Cap me racontait froidement qu’on venait de découvrir, à six milles d’Arthurville (province de Québec), une carrière de charcuterie !

J’avais bien entendu et vous avez bien lu : une carrière de charcuterie ! demeat-land (terre de viande), comme ils disent là-bas.

Je résolus d’en avoir le cœur net, et le lendemain matin, je me présentais au commissariat général du Canada, 10, rue de Rome.

En l’absence de M. Fabre, l’aimable commissaire, je fus reçu — fort gracieusement, je dois le reconnaître — par son fils Paul et l’honorable Maurice O’Reilly, un jeune diplomate de beaucoup d’avenir.

— Le meat-land ! se récrièrent ces gentlemen. Mais rien n’est plus sérieux ! Comment ! vous ne croyez pas au meat-land ?

Je dus confesser mon scepticisme.

Ces messieurs voulurent bien me mettre au courant de la question et j’appris de bien étranges choses.

Aux environs d’Arthurville, existait, en pleine forêt vierge (elle était vierge alors), un énorme ravin en forme de cirque, formé par des rocs abrupts et tapissés (à l’instar de nos Alpes) de mille sortes de plantes aromatiques, thym, lavande, serpolet, laurier-sauce, etc.

Cette forêt était peuplée de cerfs, d’antilopes, de biches, de lapins, de lièvres, etc.

Or, un jour de grande chaleur et d’extrême sécheresse, le feu se mit dans ces grands bois et se propagea rapidement par toute la région.

Affolées, les malheureuses bêtes s’enfuirent et cherchèrent un abri contre le fléau.

Le ravin se trouvait là, avec ses rocs abrupts mais incombustibles. Les animaux se crurent sauvés !

Ils avaient compté sans l’excessive température dégagée par ce monumental incendie.

Cerfs, antilopes, biches, lapins, lièvres, etc., se précipitaient par milliers, dans ce qu’ils croyaient le salut et n’y trouvaient que la mort par étouffement.

Non seulement, ce gibier mourut, mais il fut cuit.

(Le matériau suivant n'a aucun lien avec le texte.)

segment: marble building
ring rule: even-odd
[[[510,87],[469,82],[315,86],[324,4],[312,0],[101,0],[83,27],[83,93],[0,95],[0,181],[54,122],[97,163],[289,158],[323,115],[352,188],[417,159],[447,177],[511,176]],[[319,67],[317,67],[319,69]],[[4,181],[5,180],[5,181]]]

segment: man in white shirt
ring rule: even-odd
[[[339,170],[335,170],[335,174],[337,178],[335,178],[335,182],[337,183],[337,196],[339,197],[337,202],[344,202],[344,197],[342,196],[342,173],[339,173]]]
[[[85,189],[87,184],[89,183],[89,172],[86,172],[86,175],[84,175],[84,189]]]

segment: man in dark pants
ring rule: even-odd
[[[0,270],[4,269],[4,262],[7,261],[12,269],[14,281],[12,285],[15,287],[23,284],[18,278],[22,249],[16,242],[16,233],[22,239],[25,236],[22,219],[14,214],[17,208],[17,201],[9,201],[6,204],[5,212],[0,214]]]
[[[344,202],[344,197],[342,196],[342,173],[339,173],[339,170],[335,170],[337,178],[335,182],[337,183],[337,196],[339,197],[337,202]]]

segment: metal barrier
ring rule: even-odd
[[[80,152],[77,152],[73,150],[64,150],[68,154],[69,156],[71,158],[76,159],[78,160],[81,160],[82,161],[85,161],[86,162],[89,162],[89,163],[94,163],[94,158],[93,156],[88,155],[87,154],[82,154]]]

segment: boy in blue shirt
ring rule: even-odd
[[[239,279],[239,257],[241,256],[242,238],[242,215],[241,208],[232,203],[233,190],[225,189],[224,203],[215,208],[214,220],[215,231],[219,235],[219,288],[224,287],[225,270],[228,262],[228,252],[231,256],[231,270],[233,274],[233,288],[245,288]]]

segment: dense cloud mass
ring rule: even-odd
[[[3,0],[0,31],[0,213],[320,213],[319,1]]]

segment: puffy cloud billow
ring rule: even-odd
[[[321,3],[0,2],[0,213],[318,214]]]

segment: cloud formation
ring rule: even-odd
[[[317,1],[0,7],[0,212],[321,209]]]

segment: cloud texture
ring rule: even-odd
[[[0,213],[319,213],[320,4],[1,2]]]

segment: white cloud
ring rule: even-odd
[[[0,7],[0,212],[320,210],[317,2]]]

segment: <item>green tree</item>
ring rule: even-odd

Tant que la température ne fut pas revenue à sa norme, toute cette viande mijota dans son jus (ainsi que l’on procède dans les façons de cuisine dites à l’étouffée).

Les matières lourdes ; os, corne, peau, glissèrent doucement au fond de cette géante marmite. La graisse plus légère monta, se figea à la surface, composant, de la sorte, une couche protectrice.

D’autre part, les petites herbes aromatiques (à l’instar de celles de nos Alpes) parfumèrent ce pâté et en firent un mets succulent.

Ajoutons qu’un dépôt de meat-land doit prochainement s’installer à Paris, dans le vaste immeuble qui fait le coin de la rue des Martyrs et du boulevard Saint-Michel.

Une Société est en voie de formation pour l’exploitation de cette substance unique.

Nous reviendrons sur cette affaire.

Source : Alphonse Allais. Pas de bile ! Flammarion, 1893.